Os Comitês Bancário e de Agricultura do Senado supervisionam diferentes partes do sistema financeiro, então as propostas precisam ser coordenadas com reguladores federais. Qualquer projeto do Senado que diferir da versão da Câmara precisará ser conciliado antes da promulgação.
## Resumo
O CLARITY Act representa um esforço amplo para remodelar a regulação de ativos digitais e o setor de cripto ao criar uma estrutura de mercado abrangente para ativos digitais nos EUA. O objetivo central é esclarecer a divisão de autoridade entre SEC e CFTC, estabelecendo regras para captação com tokens, negociação de commodities digitais, intermediários, custódia, DeFi e proteção ao investidor.
A proposta distingue entre um token e a transação por meio da qual é ofertado. O arcabouço daria à SEC supervisão sobre valores mobiliários e captação de ativos acessórios qualificados, ampliando a supervisão da CFTC sobre commodities digitais, mercados spot e intermediários registrados.
A legislação pode aumentar a segurança jurídica para projetos e instituições financeiras, mas também introduz obrigações de divulgação, registro, proteção de ativos de clientes, prevenção à lavagem de dinheiro e conduta de mercado, com novas regras que podem impactar mercados de cripto e atividades com ativos digitais. O tratamento de ativos acessórios, DeFi, recompensas com stablecoins e conflitos políticos segue em debate.
Em 23 de julho de 2026, o CLARITY Act não é lei. Foi aprovado na Câmara e avançou no Comitê Bancário do Senado, refletindo impulso bipartidário, mas a promulgação ainda depende de novas ações no Senado, conciliação dos textos, aprovação presidencial e implementação pelas agências.
## Perguntas Frequentes
### Como o CLARITY Act difere do GENIUS Act?
O CLARITY Act foca em classificação de ativos digitais, mercados de negociação, intermediários e jurisdição SEC-CFTC. O GENIUS Act foca principalmente em emissores de stablecoin de pagamento, reservas, resgate e licenciamento.
### O CLARITY Act classificaria o Bitcoin como valor mobiliário?
O projeto não foi elaborado para reclassificar o Bitcoin como valor mobiliário. A visão atual da SEC trata a maioria dos tokens como valores mobiliários sob a legislação vigente, embora o Bitcoin normalmente seja analisado de forma diferente. As questões mais complexas de classificação envolvem tokens de rede, transações de captação, ativos acessórios e atividade de mercado secundário.
### Todo token seria regulado pela CFTC?
Não. Tokens que constituem valores mobiliários ou representam patrimônio, dívida, direitos a lucros ou outros interesses típicos de valores mobiliários permaneceriam sob jurisdição da SEC. A autoridade da CFTC cobriria principalmente commodities digitais qualificadas e seus mercados.
### A lei pode afetar plataformas de cripto fora dos Estados Unidos?
Sim. Uma plataforma offshore que atenda usuários dos EUA ou acesse o sistema financeiro norte-americano pode enfrentar exigências de registro, sanções, prevenção à lavagem de dinheiro ou acesso ao mercado, dependendo de suas atividades.
### O CLARITY Act proibiria carteiras autocustodiadas?
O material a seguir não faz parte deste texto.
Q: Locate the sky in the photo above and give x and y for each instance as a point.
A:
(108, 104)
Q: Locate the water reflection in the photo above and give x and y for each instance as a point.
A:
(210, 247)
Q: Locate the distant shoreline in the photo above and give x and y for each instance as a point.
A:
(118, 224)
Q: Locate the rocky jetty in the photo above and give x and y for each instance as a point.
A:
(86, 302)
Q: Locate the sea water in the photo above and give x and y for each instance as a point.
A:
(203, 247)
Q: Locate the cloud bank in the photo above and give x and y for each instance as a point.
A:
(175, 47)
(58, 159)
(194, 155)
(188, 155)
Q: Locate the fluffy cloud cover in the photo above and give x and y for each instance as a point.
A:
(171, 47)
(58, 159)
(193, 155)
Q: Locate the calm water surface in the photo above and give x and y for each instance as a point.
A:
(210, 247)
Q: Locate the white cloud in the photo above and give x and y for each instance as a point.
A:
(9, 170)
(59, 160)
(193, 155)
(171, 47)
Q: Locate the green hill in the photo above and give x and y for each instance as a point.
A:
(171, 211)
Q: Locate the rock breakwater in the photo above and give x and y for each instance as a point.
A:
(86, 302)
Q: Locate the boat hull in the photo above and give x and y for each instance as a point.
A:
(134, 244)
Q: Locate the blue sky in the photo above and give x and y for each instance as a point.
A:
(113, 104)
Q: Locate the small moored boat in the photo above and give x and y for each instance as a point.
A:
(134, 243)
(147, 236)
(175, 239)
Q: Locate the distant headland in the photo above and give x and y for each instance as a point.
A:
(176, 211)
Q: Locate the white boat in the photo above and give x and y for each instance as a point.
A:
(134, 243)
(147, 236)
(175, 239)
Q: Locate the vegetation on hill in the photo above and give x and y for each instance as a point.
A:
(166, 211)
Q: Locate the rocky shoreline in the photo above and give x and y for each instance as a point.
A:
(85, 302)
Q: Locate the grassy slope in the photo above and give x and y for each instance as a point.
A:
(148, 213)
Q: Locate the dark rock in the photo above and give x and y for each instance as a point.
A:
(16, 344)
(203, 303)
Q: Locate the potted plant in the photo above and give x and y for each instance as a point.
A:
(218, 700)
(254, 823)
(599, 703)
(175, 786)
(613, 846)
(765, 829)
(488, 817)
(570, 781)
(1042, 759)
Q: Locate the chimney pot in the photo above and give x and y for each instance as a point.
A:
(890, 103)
O arcabouço atual do Senado não proíbe autocustódia. Inclui proteções para usuários que mantêm seus próprios ativos e para desenvolvedores que não controlam fundos de clientes, preservando a fiscalização contra fraudes e atividades ilícitas.
### Quando o CLARITY Act pode entrar em vigor?
Não há data efetiva confirmada, e o cronograma depende de negociações sobre dispositivos éticos e apoio bipartidário. A proposta precisa concluir o processo legislativo, e muitos requisitos operacionais provavelmente dependerão de regulamentação posterior da SEC, CFTC e Tesouro, além de possíveis impactos das eleições de meio de mandato.